İçeriğe geçmek için "Enter"a basın

“Biden’ın Açıklaması Ne Olursa Olsun Mücadelemiz Sürmeli”

***HyeTert, bu kaynağın ve/veya içeriğin yanlış ve/veya yanıltıcı bilgiler ve/veya soykırım inkarcılığı, ırkçılık, ayrımcılık ya da nefret suçu içerdiği/yaydığı kanısındadır. Metni paylaşmadan önce bu uyarıları göz önüne alarak, içeriği ve/veya kaynağı güvenilir kaynaklardan kontrol ediniz.***

NEW YORK — 

Elli yılı aşkın bir süredir Amerika’daki Türk toplumunun önde gelen isimlerinden 91 yaşındaki Dr. Ata Erim, ABD Başkanı Joe Biden’ın yarın 1915 olayları konusunda yayınlayacağı mesaja dair beklentileri VOA Türkçe’ye değerlendirdi.

Ata Erim
Ata Erim

1960’lı yılların başından itibaren çeşitli dönemlerde, Türk-Amerikan Dernekleri Federasyonu’nun (TADF) başkanlığını yürüten ve New York’taki Geleneksel Türk Günü Yürüyüşü’nün öncülerinden olan Erim, “Yarın Biden’ın ne şekilde bir açıklama yapacağını şu anda bilmiyorum ancak muhtemel ki Ermeni lobisini memnun edecek bir şekilde konuşacaktır. Ümit ederim ki soykırım tabirini kullanmaz ama bu konuda pek ümitli değilim” dedi.

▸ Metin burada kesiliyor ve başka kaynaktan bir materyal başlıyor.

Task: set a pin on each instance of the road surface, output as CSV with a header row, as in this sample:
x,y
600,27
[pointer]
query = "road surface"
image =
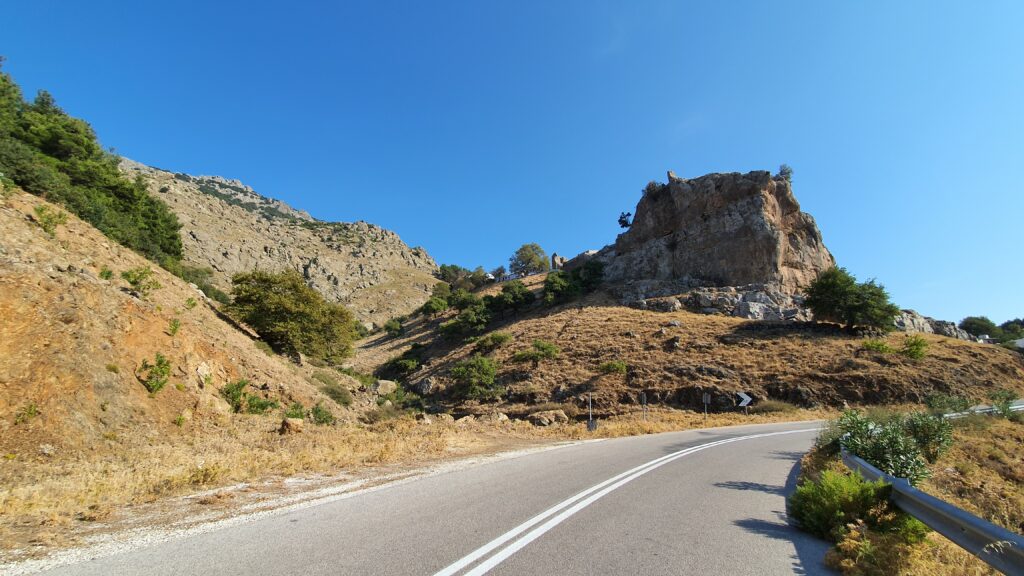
x,y
691,502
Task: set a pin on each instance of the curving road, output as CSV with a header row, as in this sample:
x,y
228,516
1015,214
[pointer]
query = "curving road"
x,y
708,501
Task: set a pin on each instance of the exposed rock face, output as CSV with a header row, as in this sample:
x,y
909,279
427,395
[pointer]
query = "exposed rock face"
x,y
230,229
910,321
719,230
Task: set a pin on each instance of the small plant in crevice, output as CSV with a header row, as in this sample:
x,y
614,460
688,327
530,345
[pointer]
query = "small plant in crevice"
x,y
49,219
140,279
296,410
26,413
154,376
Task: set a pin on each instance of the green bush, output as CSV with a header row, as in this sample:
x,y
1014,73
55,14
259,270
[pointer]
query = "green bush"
x,y
472,320
914,346
241,401
393,327
51,155
836,296
826,506
492,341
540,351
296,410
141,281
434,305
877,345
613,367
322,415
474,378
292,317
946,404
1001,400
49,219
934,435
154,376
529,258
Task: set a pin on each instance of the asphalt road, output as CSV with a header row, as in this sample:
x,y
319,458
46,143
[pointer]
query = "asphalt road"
x,y
673,503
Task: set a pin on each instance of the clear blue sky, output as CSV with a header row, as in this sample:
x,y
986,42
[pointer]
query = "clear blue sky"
x,y
472,127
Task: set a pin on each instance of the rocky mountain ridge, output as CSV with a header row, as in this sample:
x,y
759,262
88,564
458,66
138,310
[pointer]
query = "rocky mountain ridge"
x,y
229,228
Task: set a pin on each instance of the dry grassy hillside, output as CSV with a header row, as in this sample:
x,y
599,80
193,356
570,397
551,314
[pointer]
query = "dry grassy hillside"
x,y
79,433
674,357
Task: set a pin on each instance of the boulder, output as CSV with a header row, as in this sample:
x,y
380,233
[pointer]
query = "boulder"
x,y
718,230
548,417
291,425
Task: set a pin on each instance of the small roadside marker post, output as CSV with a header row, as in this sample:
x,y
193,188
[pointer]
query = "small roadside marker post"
x,y
744,401
591,423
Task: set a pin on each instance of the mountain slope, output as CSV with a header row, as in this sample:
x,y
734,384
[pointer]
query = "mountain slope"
x,y
230,229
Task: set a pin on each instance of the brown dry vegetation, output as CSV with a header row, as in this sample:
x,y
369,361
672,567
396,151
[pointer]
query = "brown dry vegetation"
x,y
981,474
804,364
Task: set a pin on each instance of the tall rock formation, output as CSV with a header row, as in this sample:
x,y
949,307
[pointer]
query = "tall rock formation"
x,y
227,227
720,230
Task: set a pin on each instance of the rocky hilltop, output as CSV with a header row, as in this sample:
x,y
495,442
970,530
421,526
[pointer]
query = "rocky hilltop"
x,y
229,228
720,230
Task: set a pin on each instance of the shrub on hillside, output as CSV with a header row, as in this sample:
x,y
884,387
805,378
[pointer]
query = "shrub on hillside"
x,y
529,258
141,281
539,351
914,346
560,286
933,435
474,378
154,376
292,317
836,296
492,341
49,219
613,367
393,328
471,321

“Yarınki açıklama ne olursa olsun mücadelemiz sürmeli” 

Erim, Türkiye’nin Ermeni soykırım iddialarıyla mücadele etmekte oldukça geç davrandığı görüşünü savunarak, “Soykırım iddiaları 50 -60 senelik bir konu ancak biz mücadeleye çok geç başladık. Maalesef Amerika’daki Ermeni ve Rum toplumunun lobileri bu konuda aleyhimize çok fazla çalıştılar. Biz çocukluğumuzda dahil bu meseleyi bilmiyorduk. Buraya gelince öğrendik. Bu iddialarla ilgili TADF olarak çok mücadele verdik. Aynı şekilde Washington merkezli diğer çatı kuruluşu Türk-Amerikan Dernekleri Asamblesi (ATAA) de çok büyük mücadele verdi. Defalarca Amerikan Kongresi’nde soykırım iddialarıyla ilgili yasa tasarılarının kabul edilmesini önledik. Son dönemlerde iki ülke arasındaki anlaşmazlıklar nedeniyle durum aleyhimize döndü. Çok haklı olduğumuz bir davada maalesef siyasi menfaatler gerçeğin, hakikatlerin önüne geçti. Bugün Amerika’daki genel kanaat, mevcut hükümet ve Trump dönemindeki hükümet de bu konuyu aleyhimize kullandı. Trump döneminde Senato’da çok büyük bir farkla aleyhimizde bir karar çıktı. Bu konuda Yahudi lobisinin desteğini kaybetmemiz de işleri daha da zor hale getirdi. Meselede çok haklı olmamıza rağmen maalesef dünya üzerindeki imajımız tersine döndü. Biz Amerika’da toplum olarak gücümüzü kaybettik. Amerika’da bir bölünme içerisindeyiz. 91 yaşında bir kişi olarak hala bu konuda mücadele içindeyim. TADF dağılmış bir durumda ATAA kudretini yitirmiş bir durumda. Daha önceki yıllarda Amerikan Kongresi üzerinde gösterdiğimiz toplumsal lobi baskımızı artık kaybettik. Bizim Amerika’daki Türk toplumu olarak yeniden birleşmeye ihtiyacımız var. Yarın açıklanacak karar ne olursa olsun bu mesele bugün bitecek bir mesele değil. Biz bu konuda karar ne olursa olsun elimizdeki tüm imkanları kullanarak mücadeleye devam etmek zorundayız. Bunun başka çaresi yok” dedi.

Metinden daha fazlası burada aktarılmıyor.